Uno sguardo in prospettiva comparata mostra l’esistenza di diversi sistemi di promozione della parità di genere nella dinamica elettorale, previsti in ambito costituzionale; di normativa primaria nei sistemi elettorali o che agiscono indirettamente, per esempio subordinando i finanziamenti ai partiti al rispetto della parità di genere nelle candidature. Significative sono anche le misure di autoregolamentazione interne ai partiti che in alcuni casi intervengono nella fase di composizione delle liste.

Eppure, osservando le democrazie europee si evince che i Paesi che mostrano una presenza equilibrata di donne e uomini elette/i in Parlamento sono quelli che non contemplano azioni positive mirate alla rappresentanza paritaria. È il caso delle democrazie nordeuropee ma il dato è presto spiegato dall’evidenza che mostra come in questi ordinamenti la parità tra generi rappresenti prima di tutto una realtà socialmente e culturalmente consolidata ed essendo le istituzioni rappresentative lo specchio della compagine sociale non stupisce che riflettano una parità affermata nei fatti, che non ha bisogno di essere promossa o potenziata attraverso azioni specifiche. È una questione di uguaglianza formale e sostanziale: le azioni positive sono necessarie laddove a livello sociale e culturale la parità stenti ad affermarsi e si renda dunque necessario attivarsi per promuovere il cambiamento virtuoso, in una ottica di uguaglianza sostanziale. Le azioni positive, in questo senso agiscono come una sorta di doping sociale, utili per dare la spinta necessaria a ottenere il traguardo di una rappresentanza equilibrata, potenziando e velocizzando un sistema debole e lento. È vero anche che negli ordinamenti nordeuropei che ora vantano istituzioni rappresentative equilibrate il percorso per la parità è cominciato molto prima rispetto ad altrove; le quote sono state previste in passato e sono state eliminate una volta che il sistema è andato a regime. Così dovrebbe essere per tutte le azioni positive che concettualmente dovrebbero funzionare come strumenti di emergenza e decadere una volta compiuta la missione.

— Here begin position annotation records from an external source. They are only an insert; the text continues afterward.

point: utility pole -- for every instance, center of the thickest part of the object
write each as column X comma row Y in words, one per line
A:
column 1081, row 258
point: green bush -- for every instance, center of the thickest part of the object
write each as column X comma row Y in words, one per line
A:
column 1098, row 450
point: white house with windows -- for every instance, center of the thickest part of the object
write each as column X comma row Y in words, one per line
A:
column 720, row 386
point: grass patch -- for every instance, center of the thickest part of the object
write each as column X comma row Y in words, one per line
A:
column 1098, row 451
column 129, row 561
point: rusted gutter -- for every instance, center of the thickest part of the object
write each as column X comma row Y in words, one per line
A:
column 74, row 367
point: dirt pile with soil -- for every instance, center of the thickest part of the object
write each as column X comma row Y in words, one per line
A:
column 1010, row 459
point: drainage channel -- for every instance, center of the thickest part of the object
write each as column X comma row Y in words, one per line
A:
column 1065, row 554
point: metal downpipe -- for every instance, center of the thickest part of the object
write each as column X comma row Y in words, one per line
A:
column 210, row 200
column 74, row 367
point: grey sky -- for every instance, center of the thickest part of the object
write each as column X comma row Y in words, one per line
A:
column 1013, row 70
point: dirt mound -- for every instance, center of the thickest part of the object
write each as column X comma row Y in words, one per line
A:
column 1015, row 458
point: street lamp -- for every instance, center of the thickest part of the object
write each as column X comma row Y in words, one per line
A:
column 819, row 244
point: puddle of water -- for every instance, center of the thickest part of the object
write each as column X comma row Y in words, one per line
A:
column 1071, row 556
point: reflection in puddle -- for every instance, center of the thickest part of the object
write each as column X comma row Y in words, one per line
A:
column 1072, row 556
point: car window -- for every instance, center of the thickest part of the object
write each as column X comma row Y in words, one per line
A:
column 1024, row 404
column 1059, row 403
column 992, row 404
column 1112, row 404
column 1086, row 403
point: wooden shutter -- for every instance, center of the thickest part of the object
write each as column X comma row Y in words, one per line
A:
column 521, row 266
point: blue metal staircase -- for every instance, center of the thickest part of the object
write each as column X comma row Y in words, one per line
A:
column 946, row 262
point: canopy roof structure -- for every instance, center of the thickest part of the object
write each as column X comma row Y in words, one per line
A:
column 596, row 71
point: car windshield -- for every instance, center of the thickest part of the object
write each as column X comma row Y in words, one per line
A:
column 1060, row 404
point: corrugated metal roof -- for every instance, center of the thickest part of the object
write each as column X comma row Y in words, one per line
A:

Nel panorama comparato suggestivo è il caso dell’India: qui nel 1993 è stata introdotta una modifica costituzionale volta a incrementare la esigua presenza femminile in politica che riserva alle donne un terzo dei seggi in ogni amministrazione locale. Non solo: nella regione del Bengala Occidentale è previsto che un terzo delle amministrazioni locali in ogni elezione venga selezionata per essere guidata da leader donna in modo casuale, in sostanza si attribuisce di default a una donna il ruolo di pradhan, ossia capo della comunità. La scelta dei villaggi selezionati per essere diretti da una donna è casuale e una ricerca sulla qualità della leadership ha dimostrato che la percezione della cittadinanza rispetto alla efficacia della guida politica femminile è del tutto diversa nei gruppi sorteggiati per essere guidati da una donna e nei restanti. Gli elettori che hanno sperimentato la guida al femminile hanno riconosciuto che le donne sono leader capaci, al contrario da quanto affermato dagli abitanti dei villaggi guidati sempre da uomini. Ancora, la presenza di donne in ruoli di comando ha cambiato in maniera sostanziale il modo di vedere, le aspettative e le aspirazioni dei genitori per le loro figlie e tale cambio di prospettiva ha avuto un riflesso nella scelta dei percorsi di istruzione per le bambine e le ragazze ed è in loro che confidiamo per un futuro più equo e meritocratico.